With the World Cup now officially this year, there will be more focus than ever before on soccer in America. ESPN is putting an awful lot of resources into covering the 2010 World Cup, and with the U.S. having more than a sporting chance to make it into the knockout round, the country could very well be in a soccer frenzy this summer.
But really, none of the future success of the sport in this country has anything to do with 2010. Sure, it'll be nice to win a few matches and have a favorable showing on the world stage, but for U.S. Soccer, everything they accomplish this year becomes about 2018 or 2022. Which is why the news today that Spike Lee has joined the Board of Directors for the official USA Bid Committee is potentially such a big deal.
In just under a year, host nations for both the 2018 and 2022 World Cups will be chosen, and the U.S. is competing against Australia, England, Indonesia, Japan, Russia, Qatar, South Korea, Netherlands-Belgium, and Portugal-Spain for the right to host one of the tournaments. With the U.S. losing out on the 2016 Olympic bid, the upcoming World Cup voting takes on even more importance. There are some very heavy hitters already on the bid committee, including Patriots owner Bob Kraft, Disney President and CEO Robert Iger, former Secretary of State Henry Kissinger, Executive VP at ESPN John Skipper and even Governor of California Arnold Schwarzenegger. This bid committee is, indeed, pulling out some big guns.
Take a look at the photo above and what do you see? Lots of white faces. Sure there's U.S. Soccer President Sunil Gulati front and center. And Joe Uva, the CEO of Univision is on the committee, but other than Ed Foster-Simeon, US Soccer Foundation President, there isn't a black face on the board. Lee adds needed diversity to the group, but he will be far from just a token black face to add some diversity to the team photo. Lee can have influence.
While we associate Lee with basketball because of his front-row seats at the Garden and 'gotta be the shoes' history, he is a noted soccer fan as well. Lee is an Arsenal fan and friend of some of the French national players, especially Thierry Henry. He's also a season-ticket holder for F.C. Internazionale Milano (Inter) and traveled to and from New York to the 2006 World Cup in Germany for the semifinals and finals. The guy is into it.
"Spike Lee owns a distinct creative spirit and unbridled passion for sport and we’re privileged to be able to incorporate his voice into the development of our bid," said Sunil Gulati, the Chairman of the USA Bid Committee and President of U.S. Soccer. "As a fan of soccer and a father of a youth level player, Spike will provide a unique and invaluable perspective to our board of directors."
Think about this: the last time the Unite States hosted a World Cup in 1994, an entire league was spawned. This is where it gets insane to think about (as someone who was of the soccer-playing age in 1994), but if the U.S. wins one of these bids, it will be an entire generation since the last time they hosted the event. An entire generation has grown up with soccer in their lives, both recreationally and, with the sustainability of MLS, professionally.

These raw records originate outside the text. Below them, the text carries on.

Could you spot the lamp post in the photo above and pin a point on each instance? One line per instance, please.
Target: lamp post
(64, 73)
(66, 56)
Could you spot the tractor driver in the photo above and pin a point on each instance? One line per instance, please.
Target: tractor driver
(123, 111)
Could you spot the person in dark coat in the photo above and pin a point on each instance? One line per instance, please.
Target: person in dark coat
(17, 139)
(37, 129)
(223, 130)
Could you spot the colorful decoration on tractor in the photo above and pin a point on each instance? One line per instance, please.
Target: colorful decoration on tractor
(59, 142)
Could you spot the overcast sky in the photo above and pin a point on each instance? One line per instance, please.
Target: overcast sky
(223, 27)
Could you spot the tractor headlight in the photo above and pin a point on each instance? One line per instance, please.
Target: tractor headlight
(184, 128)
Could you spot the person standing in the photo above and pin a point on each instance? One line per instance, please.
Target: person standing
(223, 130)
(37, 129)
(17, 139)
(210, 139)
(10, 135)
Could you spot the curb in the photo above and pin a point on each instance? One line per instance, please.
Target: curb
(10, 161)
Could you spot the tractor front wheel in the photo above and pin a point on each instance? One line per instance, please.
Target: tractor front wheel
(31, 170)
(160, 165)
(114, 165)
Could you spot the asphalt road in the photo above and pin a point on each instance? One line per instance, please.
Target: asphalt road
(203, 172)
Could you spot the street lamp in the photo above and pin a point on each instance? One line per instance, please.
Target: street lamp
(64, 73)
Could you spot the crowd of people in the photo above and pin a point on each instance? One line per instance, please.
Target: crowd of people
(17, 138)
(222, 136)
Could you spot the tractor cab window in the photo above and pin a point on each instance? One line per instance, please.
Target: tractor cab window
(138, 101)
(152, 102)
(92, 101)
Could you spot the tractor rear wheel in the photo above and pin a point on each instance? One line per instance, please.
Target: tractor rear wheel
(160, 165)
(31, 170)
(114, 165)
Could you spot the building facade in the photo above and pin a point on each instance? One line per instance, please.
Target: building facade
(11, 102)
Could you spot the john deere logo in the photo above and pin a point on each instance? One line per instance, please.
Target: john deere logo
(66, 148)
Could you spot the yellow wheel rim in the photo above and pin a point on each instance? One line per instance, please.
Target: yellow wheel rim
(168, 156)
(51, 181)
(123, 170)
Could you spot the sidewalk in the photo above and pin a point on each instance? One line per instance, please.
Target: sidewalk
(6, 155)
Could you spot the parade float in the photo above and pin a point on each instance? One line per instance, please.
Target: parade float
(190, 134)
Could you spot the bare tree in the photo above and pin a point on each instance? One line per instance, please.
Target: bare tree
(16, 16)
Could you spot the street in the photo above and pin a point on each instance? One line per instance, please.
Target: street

Soccer has been more prominent in the last 15 years than ever before, but the sport has always been looked at as one of privilege in America, which is the exact opposite of how the rest of the world sees the game. Soccer is a street game; it's a game played more on blacktops and dirt lots with brick walls for goals than on the pristine fields we've grown accustomed to in this country. In America, soccer has long been the game kids sign up for in the fall when they aren't tough enough to play football. But real football is as tough as any sport. Getting that message to those in this generation is important. And having a guy like Lee who can not only provide a big name to put at the top of a press release, but also a guy who can make inroads in the African-American community, is important for the future of the sport as well.
And lets face it, if soccer is going continue its success in America in this generation, it's going to have to start competing more for kids who habitually flock to other sports like basketball or football. Soccer needs to shed the elitist association and become cool. Kissinger, for all his political pull, can't make something cool. Lee can.
Now all we need is a little Mars Blackmon ad with Jozy Altidore as the star. Jozy, is it the cleats? It's gotta be the cleats.